Q5. You described SAP HANA Cloud as a highly multithreaded application. You must get some really tricky concurrency challenges? How does LiveRecorder help with these?
You are right, what makes it to the randomised testing stage is in one way or another related to concurrency, and that is always tricky. Which is why it comes up so late in the testing game, as there is a myriad of thread interleavings to consider.
With LiveRecorder, we can eliminate any guesswork because we have visibility into how the threads have interacted. But even with perfect reproducibility, you must run these tests many, many times to hit certain edge cases. At least you had to, until Undo introduced an advanced feature for LiveRecorder called thread fuzzing.
Q6. Can you tell us more about how you use thread fuzzing internally in practice?
As LiveRecorder has complete control over the execution, it can also modify how the threads of a process are scheduled. For example, you can instruct it to randomly starve threads, which helps to trigger edge cases in producer-consumer scenarios. Another way to trigger otherwise rare interleavings is to tell LiveRecorder to yield threads around lock and sync instructions. This is helpful, as these instructions are often used to implement synchronisation primitives. Whenever we suspect a multithreading issue, we switch on thread fuzzing, and more often than not, it generates an unforeseen interleaving which we can then analyse using the Undo toolchain.

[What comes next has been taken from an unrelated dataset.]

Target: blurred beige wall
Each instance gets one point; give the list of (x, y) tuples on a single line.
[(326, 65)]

Q7. Can you give us an example of what thread fuzzing allowed you to achieve recently?
Sure. Just recently it revealed a very sporadic race condition. The race condition would allow a write to an already deallocated object. Thread fuzzing made this very sporadic issue easily reproducible and within an hour we could determine the lifecycle issue that caused it.
Q8. How has having these capabilities changed the way you think about debugging SAP HANA Cloud?
Before I knew about time travel debugging, I thought about debugging as applying the empirical method: Form a hypothesis that explains the erroneous behaviour (which involves a lot of static code analysis, sometimes staring at the code for days), instrument the code with asserts and traces to decide whether the hypothesis is consistent with the observed behaviour, and if so, refine the hypothesis, until, after many iterations, you (maybe) figure out the root cause.
With time travel debugging, I think about it more as becoming Laplace’s demon. The main task has now become to create a recording of the issue (which still might require some ingenuity), but once that is done, the past and future of the application you are debugging is like an open book, just waiting for you to read it.
To the SAP HANA Cloud engineering team, this technology has become essential to continue ensuring stable releases. We take software quality very seriously and regularly invest in the latest technologies enabling us to catch defects before they affect our customers.
Q9. How would you feel if asked to help tackle similar challenges on another project elsewhere without capabilities like time travel debugging and thread fuzzing?
Not good, to be honest. The time saved by having time travel debugging and thread fuzzing in our toolkit is substantial. Especially when dealing with a large codebase, there is another use case for which I would miss time travel debugging, i.e., what I call explorative debugging. I often just run code I want to understand in the debugger and being able to go back and forth in the program flow is a much more natural way to do that and a huge time saver.
The original interview was published by Prof. Roberto Zicari on ODBMS.org.